L’onde électrique
Je suis bien là, au fond de la marée qui s’avance, solidement ancrée aux algues qui s’effilochent contre mes joues, abritée par les roches qui m’emportent le fond des poches. Je suis bien, coincée les pieds dans la vase, avec du sable entre les doigts de pieds, entre les gencives, avec mes craquements de grande bringue mal charpentée qui grince aux quatre courants. J’ai le Gulf stream dans la peau, bien au chaud dans ma pelisse en bébé phoque, dans ma graisse d’animal mort en toc.
Je suis bien, à respirer les volutes jaunâtres qui fument par les naseaux sales de mes compagnons de route. Du vent dans les voiles, je tourne comme une toupie à l’envers, un coup à droite, deux coups par terre. Il faudrait que je me pose, sur ces banquettes râpées comme du papier de verre ; J’y sifflerai en douce les fonds de coupes de mes voisins plein comme des outres.
Alors je m’écroule avec élégance, jambes décroisées sur mon collant flingué de haut en bas, à peine tenue par mes talons où s’agite mon estomac.
Somnolence de l’alcoolique sur un coin de table, les cheveux trempés par les verres renversés ; Je rêve aux bienfaits d’un masque de cacahuètes trop salées sur la peau ravagée de mon visage.

Underwater Ballerina by ~Burnouthappy
J’ai froid. Le Gulf stream en profité pour se faire la malle et j’ai l’impression d’être seule dans la salle, au milieu d’une masse étrange de cocons d’algues à l’agonie retenus par les hauts fonds. Je ne respire plus sous l’eau et mes poumons essoufflés envoient des messages paniqués à ma gorge qui se contracte.
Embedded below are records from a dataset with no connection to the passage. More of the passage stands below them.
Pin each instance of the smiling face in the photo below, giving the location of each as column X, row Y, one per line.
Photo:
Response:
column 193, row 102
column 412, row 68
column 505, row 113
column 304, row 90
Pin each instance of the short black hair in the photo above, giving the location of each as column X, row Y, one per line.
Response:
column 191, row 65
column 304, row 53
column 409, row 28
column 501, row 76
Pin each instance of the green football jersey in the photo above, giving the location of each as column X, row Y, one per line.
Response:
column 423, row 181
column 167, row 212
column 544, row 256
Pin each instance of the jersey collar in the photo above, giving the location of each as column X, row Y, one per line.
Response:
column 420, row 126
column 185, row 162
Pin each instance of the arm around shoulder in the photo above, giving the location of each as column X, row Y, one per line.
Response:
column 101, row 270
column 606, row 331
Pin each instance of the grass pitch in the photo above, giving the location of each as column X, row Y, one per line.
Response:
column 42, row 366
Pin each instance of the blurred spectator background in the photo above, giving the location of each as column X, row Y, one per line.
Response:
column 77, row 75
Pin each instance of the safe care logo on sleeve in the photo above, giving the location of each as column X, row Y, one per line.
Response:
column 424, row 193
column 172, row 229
Je jette la cigarette qui pend encore à mon bec et m’enfuis d’un coup de talon fragile vers la surface – La porte de sortie ouverte dont j’enfonce le chambranle dans ma quête éperdue d’oxygène. Et c’est le voilier en perdition que je suis qui décolle comme un bouchon, hors des flots sous le tonnerre, toutes voiles déchirées dehors. Je suis le Hollandais volant, râpée comme un bois flotté, qui prend tous les autres de vitesse à contre-courant tant j’ai peur de me croiser dans un miroir.
Je fuis dans une nuit sans étoiles en me dirigeant au radar le long des trottoirs infinis qui se confondent avec une route où ne passe que mon ombre.